The antimicrobial peptide LL-37 is known to have a potent lipopolysaccharide (LPS)-neutralizing activity in various cell types. Because of observed heterogeneity within periodontopathogenic LPS, the authors hypothesized that LL-37 had specificity to neutralize such LPS activity. The present study, therefore, aims to investigate the LPS-neutralizing activity of LL-37 to various periodontopathogenic LPS in interleukin-8 (IL-8) production after challenging them in human oral fibroblasts. Human periodontal ligament fibroblasts (PDLF) and gingival fibroblasts (GF) were cultured from biopsies of periodontal ligament and gingival tissues. After cell confluence in 24-well plates, LPS (10 μg/mL) from Porphyromonas gingivalis, Prevotella intermedia, Fusobacterium nucleatum, and Aggregatibacter actinomycetemcomitans were added with or without LL-37 (10 μg/mL). After 18 hours, the supernatant was collected and analyzed in IL-8 production by enzyme-linked immunosorbent assay. All periodontopathogenic LPS statistically significantly induced IL-8 production in both PDLF and GF (P <0.01).
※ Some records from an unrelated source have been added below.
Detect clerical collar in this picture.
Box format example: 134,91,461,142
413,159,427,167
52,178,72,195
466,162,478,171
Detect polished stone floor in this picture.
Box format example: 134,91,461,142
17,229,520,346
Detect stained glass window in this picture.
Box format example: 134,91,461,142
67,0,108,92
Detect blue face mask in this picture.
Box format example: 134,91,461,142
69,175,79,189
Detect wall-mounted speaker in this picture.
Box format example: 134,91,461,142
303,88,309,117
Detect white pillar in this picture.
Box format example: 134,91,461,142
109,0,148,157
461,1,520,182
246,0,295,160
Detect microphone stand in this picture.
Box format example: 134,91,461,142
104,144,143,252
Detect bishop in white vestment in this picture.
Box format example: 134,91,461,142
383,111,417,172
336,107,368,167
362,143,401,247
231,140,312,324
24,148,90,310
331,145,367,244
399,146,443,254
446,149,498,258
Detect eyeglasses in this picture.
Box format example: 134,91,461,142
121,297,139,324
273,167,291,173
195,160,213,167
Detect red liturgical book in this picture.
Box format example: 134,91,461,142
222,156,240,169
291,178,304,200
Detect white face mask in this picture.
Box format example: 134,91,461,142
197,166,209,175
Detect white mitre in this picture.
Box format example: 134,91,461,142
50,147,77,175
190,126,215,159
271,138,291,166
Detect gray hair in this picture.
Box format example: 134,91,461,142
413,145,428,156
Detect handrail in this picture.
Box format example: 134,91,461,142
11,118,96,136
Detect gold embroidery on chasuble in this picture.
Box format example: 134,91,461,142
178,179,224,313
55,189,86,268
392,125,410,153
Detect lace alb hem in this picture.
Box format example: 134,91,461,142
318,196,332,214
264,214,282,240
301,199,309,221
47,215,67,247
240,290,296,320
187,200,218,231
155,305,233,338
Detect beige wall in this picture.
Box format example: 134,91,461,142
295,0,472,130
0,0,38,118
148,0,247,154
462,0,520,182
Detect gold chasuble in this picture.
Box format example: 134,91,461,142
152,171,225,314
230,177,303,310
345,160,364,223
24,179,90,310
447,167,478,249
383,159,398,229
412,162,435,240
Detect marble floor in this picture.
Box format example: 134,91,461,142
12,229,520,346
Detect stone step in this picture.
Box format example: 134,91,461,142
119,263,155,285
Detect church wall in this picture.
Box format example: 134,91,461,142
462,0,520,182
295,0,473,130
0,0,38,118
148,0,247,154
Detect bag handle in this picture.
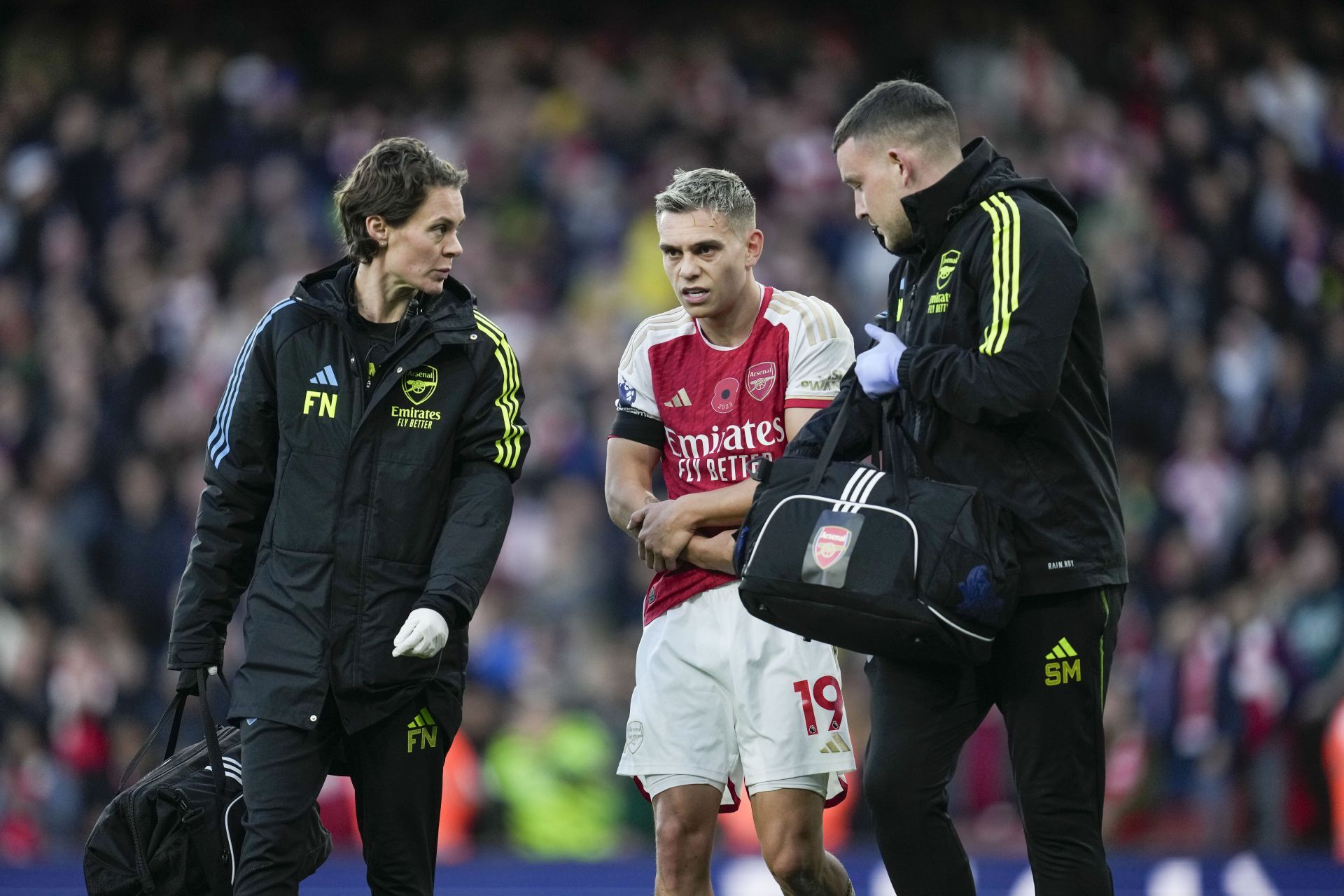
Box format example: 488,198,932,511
117,666,228,801
882,392,938,486
808,376,862,491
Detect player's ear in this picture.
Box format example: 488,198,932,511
748,228,764,269
887,146,913,187
364,215,388,248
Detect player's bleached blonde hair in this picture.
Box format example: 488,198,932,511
653,168,755,234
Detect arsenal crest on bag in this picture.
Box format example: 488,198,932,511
734,391,1017,664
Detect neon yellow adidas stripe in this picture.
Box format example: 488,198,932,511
476,312,523,469
980,192,1021,355
980,199,1004,355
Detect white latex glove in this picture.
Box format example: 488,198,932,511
393,607,447,659
853,323,906,398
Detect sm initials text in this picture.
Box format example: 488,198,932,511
304,390,340,418
1046,659,1084,685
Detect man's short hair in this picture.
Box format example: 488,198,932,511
831,79,961,152
653,168,755,234
336,137,466,262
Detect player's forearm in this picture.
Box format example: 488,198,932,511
676,479,757,529
606,479,659,538
684,535,736,575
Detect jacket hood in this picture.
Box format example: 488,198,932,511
294,258,477,328
900,137,1078,254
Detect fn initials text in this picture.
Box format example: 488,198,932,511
304,390,340,418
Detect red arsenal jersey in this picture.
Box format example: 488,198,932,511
617,286,853,624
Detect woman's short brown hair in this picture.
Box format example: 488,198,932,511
336,137,466,262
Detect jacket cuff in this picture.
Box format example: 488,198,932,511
412,591,472,631
168,640,225,669
897,348,914,388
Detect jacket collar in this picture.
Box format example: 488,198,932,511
900,137,997,255
294,258,476,332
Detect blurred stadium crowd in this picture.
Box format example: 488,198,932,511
0,3,1344,862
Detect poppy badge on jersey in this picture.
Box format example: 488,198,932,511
710,376,739,414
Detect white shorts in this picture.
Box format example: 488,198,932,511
617,582,855,811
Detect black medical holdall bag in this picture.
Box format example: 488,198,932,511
734,390,1017,664
85,669,332,896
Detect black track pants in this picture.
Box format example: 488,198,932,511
234,696,461,896
863,586,1125,896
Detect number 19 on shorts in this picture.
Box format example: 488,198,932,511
793,676,844,735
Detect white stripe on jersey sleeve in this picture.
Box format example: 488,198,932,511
766,290,853,400
615,305,695,421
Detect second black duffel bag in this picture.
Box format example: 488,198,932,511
734,391,1017,664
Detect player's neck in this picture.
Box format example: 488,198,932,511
354,258,415,323
699,276,764,348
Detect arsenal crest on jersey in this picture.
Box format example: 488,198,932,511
748,361,777,402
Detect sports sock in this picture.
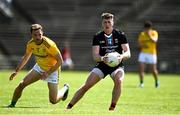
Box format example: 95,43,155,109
67,103,73,109
9,101,17,107
109,103,116,111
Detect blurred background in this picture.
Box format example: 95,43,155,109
0,0,180,73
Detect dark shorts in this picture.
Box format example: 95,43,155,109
94,62,124,78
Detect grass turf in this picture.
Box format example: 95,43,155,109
0,70,180,115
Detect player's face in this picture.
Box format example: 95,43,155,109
31,29,43,43
102,19,114,32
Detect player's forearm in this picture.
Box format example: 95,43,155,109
121,51,131,60
15,54,31,72
93,54,103,62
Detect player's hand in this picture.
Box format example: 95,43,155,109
102,55,108,63
9,72,17,81
118,55,123,63
41,72,49,80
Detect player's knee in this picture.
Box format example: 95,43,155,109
18,81,27,89
114,79,122,86
81,85,90,92
49,99,57,104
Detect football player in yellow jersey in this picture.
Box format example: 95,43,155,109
8,24,69,107
138,21,159,87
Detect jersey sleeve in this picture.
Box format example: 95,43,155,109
92,35,99,46
26,43,32,53
150,30,158,40
48,44,60,56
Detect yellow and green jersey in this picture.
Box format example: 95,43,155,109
26,36,60,71
138,29,158,54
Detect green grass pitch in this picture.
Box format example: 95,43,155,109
0,70,180,115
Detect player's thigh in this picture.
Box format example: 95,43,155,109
149,64,157,72
139,62,145,71
48,82,58,98
21,69,41,85
85,72,101,88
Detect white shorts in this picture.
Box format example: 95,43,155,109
91,67,124,81
33,63,59,84
138,53,157,64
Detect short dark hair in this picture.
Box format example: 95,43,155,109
144,20,152,28
101,13,114,19
30,24,42,33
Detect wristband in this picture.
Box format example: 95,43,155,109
100,56,104,61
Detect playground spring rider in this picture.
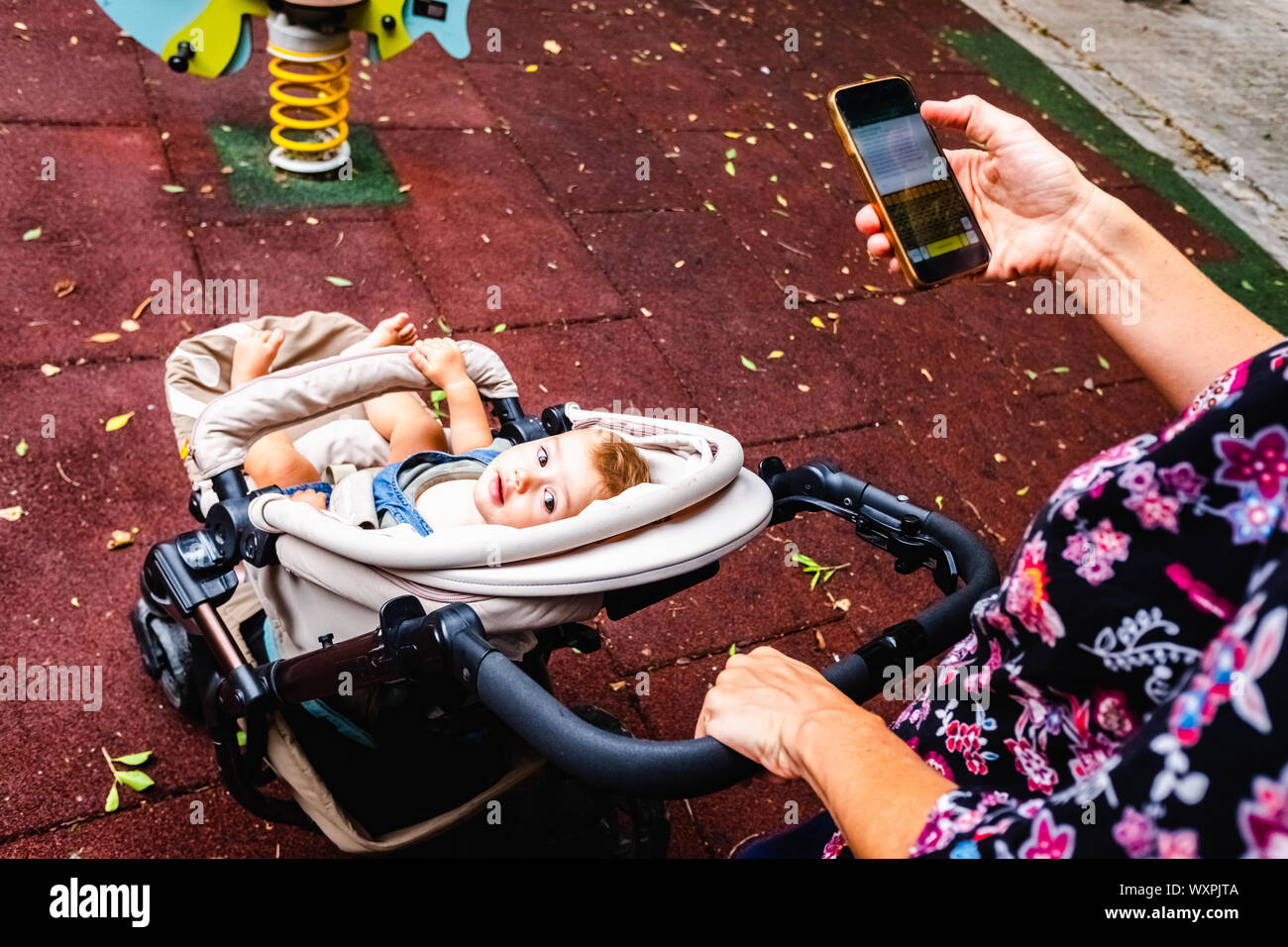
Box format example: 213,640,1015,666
98,0,471,174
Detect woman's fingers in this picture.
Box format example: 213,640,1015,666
921,95,1015,149
854,204,881,237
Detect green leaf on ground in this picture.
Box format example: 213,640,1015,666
116,770,156,792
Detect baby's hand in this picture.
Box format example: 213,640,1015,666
407,338,469,390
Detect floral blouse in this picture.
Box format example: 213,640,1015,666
824,344,1288,858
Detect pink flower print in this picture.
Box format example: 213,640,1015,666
1220,487,1283,546
944,720,988,776
1159,359,1252,443
1236,766,1288,858
1069,733,1118,781
1158,460,1207,502
1214,424,1288,500
1113,805,1156,858
1006,533,1064,647
1118,460,1158,494
926,750,953,780
1158,828,1199,858
1124,489,1181,533
1091,690,1140,740
1004,738,1060,795
1061,519,1130,585
1091,519,1130,562
1020,809,1073,858
1060,532,1095,562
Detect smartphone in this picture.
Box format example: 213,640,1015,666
827,76,991,290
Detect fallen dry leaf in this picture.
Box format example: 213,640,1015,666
103,411,134,430
130,296,156,322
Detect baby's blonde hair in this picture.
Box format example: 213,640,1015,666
590,432,649,500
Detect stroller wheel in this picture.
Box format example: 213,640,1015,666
130,598,201,715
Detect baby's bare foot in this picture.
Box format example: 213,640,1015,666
291,489,326,510
232,329,286,388
345,312,416,352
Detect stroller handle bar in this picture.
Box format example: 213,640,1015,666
448,458,999,798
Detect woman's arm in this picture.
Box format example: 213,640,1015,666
1060,188,1283,410
696,648,956,858
855,95,1283,408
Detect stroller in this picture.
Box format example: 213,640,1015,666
133,312,999,857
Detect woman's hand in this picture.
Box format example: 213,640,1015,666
407,338,469,391
854,95,1105,279
695,647,866,780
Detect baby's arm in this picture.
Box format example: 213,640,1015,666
408,339,492,454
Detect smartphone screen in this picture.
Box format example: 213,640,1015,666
834,78,989,283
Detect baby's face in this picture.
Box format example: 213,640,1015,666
474,430,602,528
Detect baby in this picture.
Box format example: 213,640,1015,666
232,313,649,535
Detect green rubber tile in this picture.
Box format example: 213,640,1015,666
941,30,1288,331
207,123,407,209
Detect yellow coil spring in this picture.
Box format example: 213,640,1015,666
268,55,349,155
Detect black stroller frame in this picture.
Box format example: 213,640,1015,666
133,398,999,848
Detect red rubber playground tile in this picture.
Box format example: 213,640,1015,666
0,9,151,125
186,219,438,335
0,360,211,835
930,278,1140,394
381,130,623,329
666,132,867,299
0,783,343,858
0,126,206,366
569,17,750,130
471,65,700,211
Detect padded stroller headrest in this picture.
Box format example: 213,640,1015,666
250,404,760,570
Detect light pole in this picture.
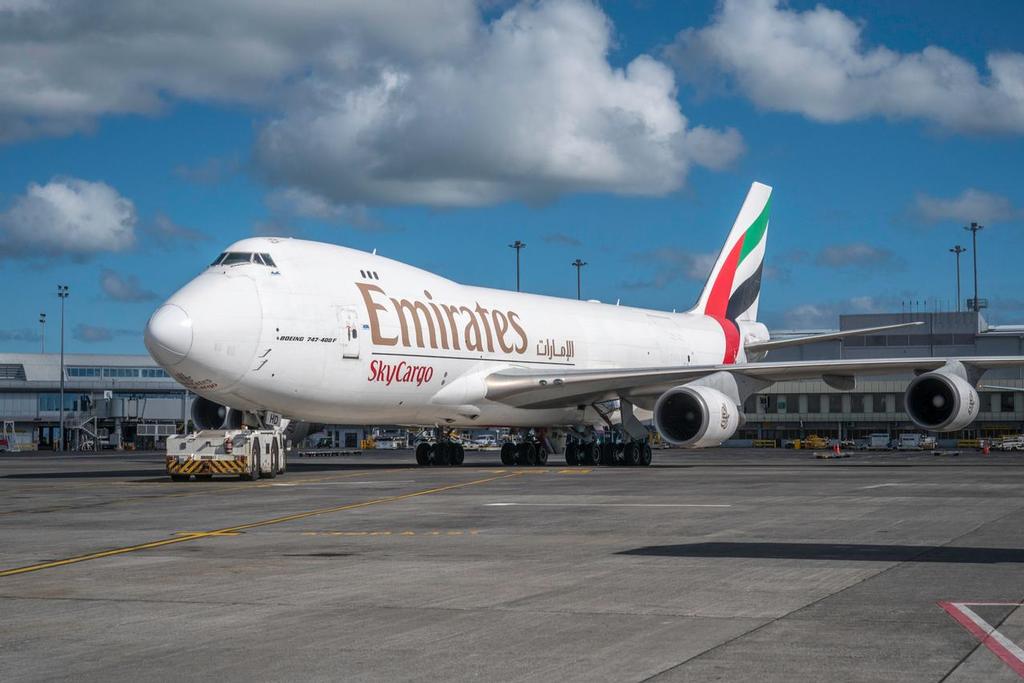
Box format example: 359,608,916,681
964,223,985,312
509,240,526,292
57,285,68,451
571,259,587,301
949,245,967,313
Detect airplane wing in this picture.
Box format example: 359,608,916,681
744,321,924,353
484,355,1024,408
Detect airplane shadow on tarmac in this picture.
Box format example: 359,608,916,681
617,542,1024,564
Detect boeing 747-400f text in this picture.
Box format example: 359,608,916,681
145,183,1024,465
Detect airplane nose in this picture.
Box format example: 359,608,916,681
144,304,193,366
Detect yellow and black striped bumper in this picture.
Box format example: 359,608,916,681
167,458,249,474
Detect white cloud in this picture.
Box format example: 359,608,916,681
0,0,476,140
145,213,210,248
781,296,892,330
623,247,718,290
256,0,742,206
72,323,139,344
666,0,1024,133
0,0,743,207
815,242,896,268
913,187,1024,223
99,268,157,303
0,177,136,258
266,187,391,230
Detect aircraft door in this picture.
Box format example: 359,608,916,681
338,306,359,358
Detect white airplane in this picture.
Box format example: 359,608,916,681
145,182,1024,465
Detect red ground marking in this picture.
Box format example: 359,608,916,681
939,600,1024,678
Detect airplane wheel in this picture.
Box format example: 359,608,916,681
416,441,430,467
516,441,537,467
565,441,580,467
622,441,640,467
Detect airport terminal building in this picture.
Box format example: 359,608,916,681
736,311,1024,441
0,311,1024,449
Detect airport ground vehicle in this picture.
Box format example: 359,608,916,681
167,429,287,481
782,434,828,449
864,432,892,451
896,432,924,451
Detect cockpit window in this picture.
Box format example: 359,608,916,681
220,251,253,265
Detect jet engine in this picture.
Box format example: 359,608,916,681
193,396,245,429
654,384,739,449
903,368,981,431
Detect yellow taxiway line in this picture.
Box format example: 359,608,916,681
0,472,523,578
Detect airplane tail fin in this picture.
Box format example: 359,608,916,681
693,182,771,323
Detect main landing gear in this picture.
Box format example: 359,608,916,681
416,433,466,467
502,440,548,467
565,439,653,467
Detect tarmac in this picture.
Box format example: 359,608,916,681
0,450,1024,682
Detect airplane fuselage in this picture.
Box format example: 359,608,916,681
146,238,767,427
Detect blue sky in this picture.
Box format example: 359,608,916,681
0,0,1024,352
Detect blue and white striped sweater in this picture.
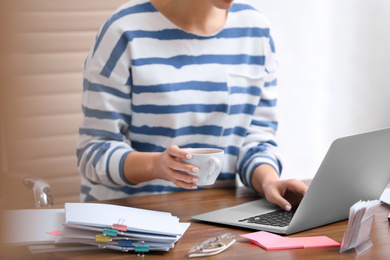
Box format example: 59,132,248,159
77,0,280,201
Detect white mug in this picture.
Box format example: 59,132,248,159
181,148,224,185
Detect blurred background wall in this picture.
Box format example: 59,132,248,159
248,0,390,179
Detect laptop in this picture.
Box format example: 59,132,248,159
192,128,390,235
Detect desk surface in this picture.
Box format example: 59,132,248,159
5,187,390,260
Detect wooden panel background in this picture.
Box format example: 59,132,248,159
0,0,125,208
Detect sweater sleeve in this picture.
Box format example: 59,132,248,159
77,17,133,187
236,32,282,188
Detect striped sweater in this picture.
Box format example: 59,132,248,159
77,0,281,201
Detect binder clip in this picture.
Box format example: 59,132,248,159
135,241,149,257
340,215,375,255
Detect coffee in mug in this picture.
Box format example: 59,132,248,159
181,148,224,185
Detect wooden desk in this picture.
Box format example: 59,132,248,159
51,187,390,260
3,187,390,260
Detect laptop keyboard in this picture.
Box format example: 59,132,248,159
239,209,295,227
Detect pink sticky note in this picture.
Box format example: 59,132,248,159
241,231,340,250
290,236,340,248
45,230,61,237
241,231,304,250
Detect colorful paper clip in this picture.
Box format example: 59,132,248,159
118,240,133,247
95,235,112,243
135,241,149,257
103,228,118,237
112,224,127,232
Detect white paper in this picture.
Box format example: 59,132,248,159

After neutralization with LL-37, both PDLF and GF showed a statistically significant reduction in IL-8 production compared with LPS-treated groups without LL-37 (P <0.01), and the percentage of reduction in IL-8 production in PDLF appeared to be higher than in GF. In addition, the percentage of reduction in IL-8 production varied considerably according to each periodontopathogenic LPS. The antimicrobial peptide LL-37 had an ability to suppress periodontopathogenic LPS-induced IL-8 production in both PDLF and GF. Its LPS-neutralizing activity revealed specificity to periodontopathogenic LPS and seemed to be dependent on the heterogeneity within LPS between different genera.